We set out from San Sebastián on a terrible weather forecast but actually had a couple of dry hours before the first shower and while the showers were heavy when they arrived, it was generally warm and sometimes even sunny in between.
The terrain was very mixed, rural farms plus bits of forest and endless hills... I got to the point that even downhill was not good (and normally I love downhill and can't understand why people complain about having gravity working with you...).
The only major barrier, apart from altitude came in the form of an extremely well-horned cow who was blocking the narrow footpath at one point. Having had the misfortune to watch a young matador getting somewhat gored on TV two nights ago we all edged past her rather warily as she waved her horns around in a mostly-friendly manner.
Coffee and bacon sandwiches arrived mid morning in the busy fishing and boat building town of Orio. We met a young German guy who having walked from Bordeaux, had just decided it was too slow so had swapped his full backpack for a tiny running bag and was now going to run the rest of the way to Santiago.

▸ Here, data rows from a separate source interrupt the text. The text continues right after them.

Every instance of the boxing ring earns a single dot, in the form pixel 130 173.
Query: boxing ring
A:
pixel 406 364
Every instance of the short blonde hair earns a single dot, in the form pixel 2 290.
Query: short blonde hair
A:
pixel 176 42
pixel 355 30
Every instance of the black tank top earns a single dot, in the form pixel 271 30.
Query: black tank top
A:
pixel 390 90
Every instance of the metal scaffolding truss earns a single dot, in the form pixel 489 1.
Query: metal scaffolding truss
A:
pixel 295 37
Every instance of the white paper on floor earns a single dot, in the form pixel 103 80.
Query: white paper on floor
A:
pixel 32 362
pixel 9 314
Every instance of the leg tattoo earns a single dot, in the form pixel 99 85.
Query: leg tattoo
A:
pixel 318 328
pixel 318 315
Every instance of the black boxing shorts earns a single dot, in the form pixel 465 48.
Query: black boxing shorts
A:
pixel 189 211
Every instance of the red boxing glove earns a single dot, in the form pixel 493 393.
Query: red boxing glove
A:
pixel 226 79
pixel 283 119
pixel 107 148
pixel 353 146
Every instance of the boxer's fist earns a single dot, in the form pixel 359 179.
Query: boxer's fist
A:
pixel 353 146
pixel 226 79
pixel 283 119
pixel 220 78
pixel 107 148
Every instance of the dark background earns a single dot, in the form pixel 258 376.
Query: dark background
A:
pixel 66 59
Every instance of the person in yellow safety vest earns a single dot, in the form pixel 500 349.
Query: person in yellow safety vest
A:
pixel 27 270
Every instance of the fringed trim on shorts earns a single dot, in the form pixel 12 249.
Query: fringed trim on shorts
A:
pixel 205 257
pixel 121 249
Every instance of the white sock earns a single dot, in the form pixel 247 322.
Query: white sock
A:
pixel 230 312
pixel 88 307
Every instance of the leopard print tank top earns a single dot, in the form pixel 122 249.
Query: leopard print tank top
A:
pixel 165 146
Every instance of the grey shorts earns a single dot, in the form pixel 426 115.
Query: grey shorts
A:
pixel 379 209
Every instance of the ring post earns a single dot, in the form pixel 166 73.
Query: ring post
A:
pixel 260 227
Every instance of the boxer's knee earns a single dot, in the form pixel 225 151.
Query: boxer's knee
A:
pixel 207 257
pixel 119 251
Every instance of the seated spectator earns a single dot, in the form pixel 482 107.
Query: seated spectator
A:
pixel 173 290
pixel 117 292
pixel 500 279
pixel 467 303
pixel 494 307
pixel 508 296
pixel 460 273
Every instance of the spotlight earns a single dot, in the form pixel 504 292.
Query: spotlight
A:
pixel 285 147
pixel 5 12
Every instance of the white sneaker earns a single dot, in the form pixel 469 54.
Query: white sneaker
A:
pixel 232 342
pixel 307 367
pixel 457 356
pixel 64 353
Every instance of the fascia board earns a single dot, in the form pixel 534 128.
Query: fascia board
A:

Zeez crazee Germans..
The rest of the day was split into hour-long stretches between villages and small towns, my perfect walking to refreshment ratio. Zarautz was a fairly big town set along a spectacular beach with huge messy waves rolling in. We managed to miss the signposting up over the hill out of town, so instead had a lovely hour along the waterfront as increasingly huge waves crashed in and fishing boats struggled to make headway against them. In Getaria I recognised that I had been there before, again on the Laurie trip when I randomly parked up for a lunch stop and got caught up in some kind of village festival. In Askizu we took one last stop with only a few k to go but as a result got caught in a blinder of a shower as we came down over the last headland.
In Zumaia, the official albergue isn't yet open for the season and the private albergue recently closed. Luckily we found this out while patronising an old man's bar, whose friendly owner then called the lady who owns the rooms above. As chief negotiator I was able to secure a blessed single room for myself for 20E, and enough combinations of beds to fit the whole crew. Happy days.